I've picked up a Claud Butler Milano and both Campag Xenon shifters are seized 

Does anyone have a pair of 9 speed Campagnolo shifters they'd like to sell?


----------



## Ivo (9 Jun 2018)

9 Speed Ergopower? I have a few sets available.


----------



## DCLane (9 Jun 2018)

Ivo said:


> 9 Speed Ergopower? I have a few sets available.

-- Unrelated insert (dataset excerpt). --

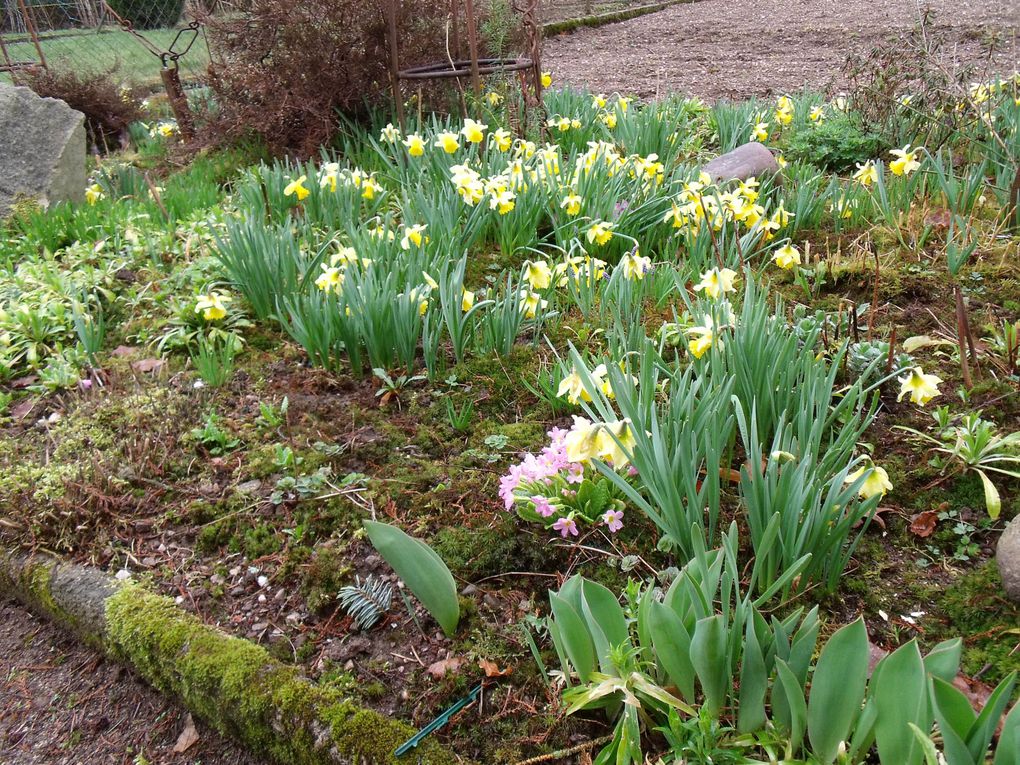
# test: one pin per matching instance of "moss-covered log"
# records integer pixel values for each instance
(232, 683)
(598, 19)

It's the Ergopower one, yes.

How much are you wanting for a pair, posted to Dewsbury, UK please? It'll help me decide whether to make it all workable or simply strip the bike for parts.


----------



## Ivo (10 Jun 2018)

Two months ago I tried to sell them at a Dutch classic bike fair for € 35,-. I'll check postage to the UK this evening.


----------



## Ivo (10 Jun 2018)

I checked postage, € 9,80 for a normal parcel (without tracking) and € 13,- with tracking, sent by PostNL (Dutch post). Current location of the Ergopowers is the Netherlands so it's international shipping.
Which 9-speed ones do you need, old style (pointy Ergopowers) or new style (rounded tops)?


----------



## DCLane (10 Jun 2018)

Ergopowers I think - they're pointy! The bike's supposed to look like this:


----------



## Ivo (10 Jun 2018)

That's the modern round top Ergopower. I have two pairs which I don't use anymore, both pairs are mid range (one Daytona and one Veloce I believe). Silver versions, with scuff marks as I used them on my audax bike and my tourer.


----------



## DCLane (13 Jun 2018)

Thanks @Ivo - I've had a closer look at the bike and it needs a lot more than shifters. Dismantled and will be sold as parts.


----------